Storytelling is at the heart of Indigenous culture. And despite the federal government’s historic attempts at suppressing that culture—such as the 1884 potlatch ban, which outlawed some First Nation traditions and resulted in the loss of cultural practices—storytelling remains one of the primary ways Indigenous culture is sustained today.
“The truth about stories is that’s all we are,” said Cherokee author and educator Thomas King in his 2003 CBC Massey Lecture. From creation stories to traditional teachings, Indigenous narratives not only entertain, but transmit knowledge and language between generations, and help preserve First Nations, Inuit and Metis cultures and identities. Indigenous storytelling in Canada is an act of decolonization in a nation that was built on colonial practices.

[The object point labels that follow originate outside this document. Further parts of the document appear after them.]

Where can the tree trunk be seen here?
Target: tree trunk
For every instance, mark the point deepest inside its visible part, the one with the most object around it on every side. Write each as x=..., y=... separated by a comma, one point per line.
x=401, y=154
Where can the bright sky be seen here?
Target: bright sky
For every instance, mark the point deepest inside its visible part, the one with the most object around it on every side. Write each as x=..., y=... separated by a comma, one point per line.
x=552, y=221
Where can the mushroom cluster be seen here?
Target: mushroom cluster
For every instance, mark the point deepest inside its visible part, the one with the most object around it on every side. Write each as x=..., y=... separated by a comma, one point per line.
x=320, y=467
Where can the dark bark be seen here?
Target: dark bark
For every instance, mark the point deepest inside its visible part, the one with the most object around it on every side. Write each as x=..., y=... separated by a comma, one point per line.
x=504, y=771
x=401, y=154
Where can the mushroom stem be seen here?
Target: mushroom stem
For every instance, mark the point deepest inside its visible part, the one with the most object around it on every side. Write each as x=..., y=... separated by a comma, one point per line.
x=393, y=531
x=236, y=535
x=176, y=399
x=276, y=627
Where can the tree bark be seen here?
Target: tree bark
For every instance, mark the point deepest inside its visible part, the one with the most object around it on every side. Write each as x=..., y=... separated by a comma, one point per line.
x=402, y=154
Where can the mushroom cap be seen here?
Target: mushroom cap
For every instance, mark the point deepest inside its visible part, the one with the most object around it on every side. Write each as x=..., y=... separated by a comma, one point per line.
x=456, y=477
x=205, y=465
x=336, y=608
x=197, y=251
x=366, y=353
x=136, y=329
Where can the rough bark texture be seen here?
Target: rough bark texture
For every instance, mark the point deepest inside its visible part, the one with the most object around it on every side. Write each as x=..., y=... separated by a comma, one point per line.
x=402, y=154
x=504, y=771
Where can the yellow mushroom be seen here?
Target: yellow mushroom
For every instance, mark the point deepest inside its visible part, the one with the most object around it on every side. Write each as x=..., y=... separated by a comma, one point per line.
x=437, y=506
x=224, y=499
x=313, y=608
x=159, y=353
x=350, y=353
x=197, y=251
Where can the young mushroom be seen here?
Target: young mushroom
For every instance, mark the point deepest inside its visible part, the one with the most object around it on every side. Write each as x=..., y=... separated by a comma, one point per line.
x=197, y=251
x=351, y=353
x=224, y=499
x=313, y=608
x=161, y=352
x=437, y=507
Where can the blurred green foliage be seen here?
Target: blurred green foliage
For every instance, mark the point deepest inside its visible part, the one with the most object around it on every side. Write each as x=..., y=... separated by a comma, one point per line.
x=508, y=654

That’s why filmmakers rejoiced last month when Netflix announced three new partnerships with Indigenous screen organizations in Canada to foster and develop screen-based talent. The agreements are with imagineNATIVE, the world’s largest presenter of Indigenous screen content, the non-profit Indigenous Screen Office (ISO) and Montreal-based Wapikoni Mobile, an inventive travelling, training and creative studio for Indigenous youth.
This funding will allow imagineNATIVE, ISO and Wapikoni Mobile to expand their training initiatives and offer a slew of professional development opportunities, like mentorship and apprenticeship programs, screenwriting intensives, “second phase support” and more, to Indigenous creators in Canada.